Monday, July 30, 2012

Have You Heard of TVTropes?

I'm sure you're familiar with wikis. A wiki is a website created by a huge number of contributors, the best-known example being Wikipedia. But it's not the only one. You can find wikis for any number of different purposes -- as an example, StrategyWiki is a wiki with strategy guides for over 4000 video games. Wikis are becoming more and more popular as life gets more and more complicated.

So let me introduce you to TVTropes, one of the coolest fiction-writing wikis around. As the organizers say on their home page:
Tropes are devices and conventions that a writer can reasonably rely on as being present in the audience members' minds and expectations.
And yes, if you click on the "tropes" link in that quote, you'll zip to a page that goes into more detail about tropes. That "hotlinking" is part of what makes TVTropes so cool... and sometimes you'll need it just to understand what they're talking about. On occasion I've spent hours on this site just learning about how different types of fiction stories are created... and laughing at some of the lessons as well. Let me give you a quick idea of what you might find on this site... and how absorbing it can be.

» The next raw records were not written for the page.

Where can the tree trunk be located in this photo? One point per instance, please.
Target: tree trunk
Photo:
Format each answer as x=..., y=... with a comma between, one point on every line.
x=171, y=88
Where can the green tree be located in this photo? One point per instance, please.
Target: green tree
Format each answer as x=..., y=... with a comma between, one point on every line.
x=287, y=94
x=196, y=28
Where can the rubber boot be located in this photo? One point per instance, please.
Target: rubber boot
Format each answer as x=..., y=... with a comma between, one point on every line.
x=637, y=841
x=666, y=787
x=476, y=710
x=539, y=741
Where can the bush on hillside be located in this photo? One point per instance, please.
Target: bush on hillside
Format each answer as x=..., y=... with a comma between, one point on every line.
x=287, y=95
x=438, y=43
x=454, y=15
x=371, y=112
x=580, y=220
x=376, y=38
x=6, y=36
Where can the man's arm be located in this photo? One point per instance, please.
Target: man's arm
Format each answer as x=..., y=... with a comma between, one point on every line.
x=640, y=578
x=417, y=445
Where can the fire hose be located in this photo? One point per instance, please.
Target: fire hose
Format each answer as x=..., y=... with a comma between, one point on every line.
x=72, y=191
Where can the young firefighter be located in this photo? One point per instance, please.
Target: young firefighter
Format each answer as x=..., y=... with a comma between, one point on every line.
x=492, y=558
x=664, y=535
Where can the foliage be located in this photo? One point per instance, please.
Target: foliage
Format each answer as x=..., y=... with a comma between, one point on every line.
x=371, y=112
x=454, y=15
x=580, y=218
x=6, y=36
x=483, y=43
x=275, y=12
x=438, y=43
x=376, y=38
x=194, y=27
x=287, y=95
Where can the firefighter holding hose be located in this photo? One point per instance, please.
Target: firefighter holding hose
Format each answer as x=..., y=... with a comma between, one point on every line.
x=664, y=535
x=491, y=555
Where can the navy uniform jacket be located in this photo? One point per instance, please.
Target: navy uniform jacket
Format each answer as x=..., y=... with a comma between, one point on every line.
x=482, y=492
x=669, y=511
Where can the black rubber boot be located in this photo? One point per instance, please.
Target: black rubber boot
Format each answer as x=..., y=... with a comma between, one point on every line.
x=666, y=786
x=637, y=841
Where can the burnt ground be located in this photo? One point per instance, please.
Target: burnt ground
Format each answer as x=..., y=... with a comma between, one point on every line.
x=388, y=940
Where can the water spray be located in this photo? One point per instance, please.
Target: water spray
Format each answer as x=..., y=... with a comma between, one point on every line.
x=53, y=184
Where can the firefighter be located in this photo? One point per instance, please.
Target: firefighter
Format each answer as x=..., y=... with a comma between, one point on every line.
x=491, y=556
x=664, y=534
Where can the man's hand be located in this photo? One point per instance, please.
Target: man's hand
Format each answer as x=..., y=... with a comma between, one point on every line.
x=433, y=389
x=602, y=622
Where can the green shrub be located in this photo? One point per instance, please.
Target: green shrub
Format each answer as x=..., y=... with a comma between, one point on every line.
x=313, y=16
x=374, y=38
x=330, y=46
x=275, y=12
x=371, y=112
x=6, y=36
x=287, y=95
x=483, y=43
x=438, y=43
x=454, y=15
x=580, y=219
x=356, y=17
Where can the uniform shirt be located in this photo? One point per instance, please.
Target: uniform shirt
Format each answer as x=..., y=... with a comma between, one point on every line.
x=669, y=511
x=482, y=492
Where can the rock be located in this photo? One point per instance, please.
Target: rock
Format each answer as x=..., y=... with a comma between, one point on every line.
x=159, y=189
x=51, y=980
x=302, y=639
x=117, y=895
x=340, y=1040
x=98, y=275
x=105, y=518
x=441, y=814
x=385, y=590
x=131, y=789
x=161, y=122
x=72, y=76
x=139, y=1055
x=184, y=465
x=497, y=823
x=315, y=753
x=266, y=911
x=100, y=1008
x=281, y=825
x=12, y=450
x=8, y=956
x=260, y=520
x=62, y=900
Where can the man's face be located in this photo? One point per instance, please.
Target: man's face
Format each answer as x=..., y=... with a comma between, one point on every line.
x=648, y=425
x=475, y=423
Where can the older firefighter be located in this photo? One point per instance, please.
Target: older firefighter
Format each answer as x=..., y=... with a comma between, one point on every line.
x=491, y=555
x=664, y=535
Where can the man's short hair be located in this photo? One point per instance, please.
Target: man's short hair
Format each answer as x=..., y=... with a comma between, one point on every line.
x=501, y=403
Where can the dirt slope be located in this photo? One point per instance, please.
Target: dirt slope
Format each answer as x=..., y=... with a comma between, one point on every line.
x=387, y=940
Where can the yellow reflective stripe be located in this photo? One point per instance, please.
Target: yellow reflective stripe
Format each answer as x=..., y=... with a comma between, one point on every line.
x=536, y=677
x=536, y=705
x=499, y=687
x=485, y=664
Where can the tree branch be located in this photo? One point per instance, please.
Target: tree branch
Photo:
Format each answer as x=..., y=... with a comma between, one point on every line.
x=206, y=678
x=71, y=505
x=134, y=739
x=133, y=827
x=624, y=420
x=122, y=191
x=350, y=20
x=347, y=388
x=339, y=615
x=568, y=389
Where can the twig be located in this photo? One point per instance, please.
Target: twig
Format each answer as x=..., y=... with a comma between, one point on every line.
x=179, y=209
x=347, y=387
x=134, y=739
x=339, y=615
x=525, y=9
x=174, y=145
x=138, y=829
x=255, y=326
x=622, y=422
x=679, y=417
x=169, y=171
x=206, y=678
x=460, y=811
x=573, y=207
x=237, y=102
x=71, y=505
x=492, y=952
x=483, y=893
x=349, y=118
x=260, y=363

TVTropes not only teaches you how to write fiction (I'll get to that in a moment) but they also dissect how those tropes are used in various types of fiction. For this example, I'll use the basic trope page about the Star Trek franchise. (There are individual pages on each series as well.) You'll find gobs of hotlinks on this page.

In the first paragraph, the words "five live action television series, one Animated Adaptation" are actually seven different hotlinks! (That's not common, but you'll find it occasionally.) In this case, each of the first six words links to a different Star Trek series -- discussed later in the article, and with hotlinks there as well -- and the words "Animated Adaptation" link to a trope page. These two pages give you a good idea what you'll find on a TVTropes page.

On the Star Trek page, partway down you'll find a list with the title "Tropes common across all series" followed by a list of tropes, some with the craziest names you'll ever see  -- A.I. is a Crapshoot, Almighty Janitor, Blunt Metaphors Trauma, Chekov's Gun, Cleavage Window, Destructo Nookie, etc. These represent memorable tropes that get used frequently on Star Trek (and other shows as well -- that's why they're tropes):
  • A.I. is a Crapshoot: Artificially intelligent computers and lifeforms have a tendency to be unpredictable. Will they be helpful, like Sonny in I, Robot or homicidal like Hal in 2001: A Space Odyssey?
  • Almighty Janitor: Many shows feature a character who's pretty low on the totem pole of "valuable member" in a given society, but these characters often turn out to be the most valuable source of strategy in the story.
  • Blunt Metaphors Trauma: How do you make someone sound alien or out-of-place? Just have them butcher common idioms that we 21st Century humans use. The movie Demolition Man has loads of these, like "You can take this job and shovel it."
  • Chekhov's Gun: An actual name from a plot device used by author Anton Chekhov. Since he's the original creator of this trope, he's also called the Trope Namer on the site.
  • Cleavage Window: One of the sillier tropes that you'll easily recognize -- the woman's outfit with a huge hole over the chest, with no other purpose than showing off the shapelier aspects of the actress. Note that there are other tropes linking to this -- like Fan Service, which is the term manga fans use.
  • Destructo Nookie: Two characters may be trying to kill each other but end up making love (like in the movie Mr. & Mrs. Smith).
All of these individual pages, after explaining the trope (and linking to related tropes) provide a list of examples in various types of fiction. For example, click on "Film" on the Blunt Metaphors Trauma page and you'll see Demolition Man listed right there, along with some of the examples. (Some of those examples aren't quite accurate but, as John Spartan says, they're close enough.)

The point of all this is to help you:
  1. recognize aspects of style that are essential to a given type of story (for example, look up Ray Gun Gothic, which is listed on the Star Trek page; it includes some of the elements I use in my Captain Nexus stories) or
  2. overused tropes that you want to avoid. Most of the time you'd want to avoid the Aliens Never Invented the Wheel or No Such Thing as Alien Pop Culture tropes unless you're going for humor. (The latter trope page mentions the alien G'Kar from Babylon 5 who wonders if Daffy Duck is some kind of household god -- advanced aliens never heard of cartoons, you see. In a related example, G'Kar once observed that every alien race seems to have its own version of Swedish meatballs. Make of that what you will.)
That's part of what makes TVTropes so cool. But there are specific pages designed to help you write fiction that fits in specific genres. Go to the So You Want to See the Index page and just skim down the listings. The section labeled The Basics will send you to pages with general writing help, while there's a load of genre-specific help in the sections after that. Some probably won't help you much, like Write a Dating Sim or Write a Slasher Horror Story, but there's plenty of helpful stuff you can use -- even in a children's story -- to make sure you get the right elements in your story.

Just allow plenty of time to poke around TVTropes. It's an addictive site!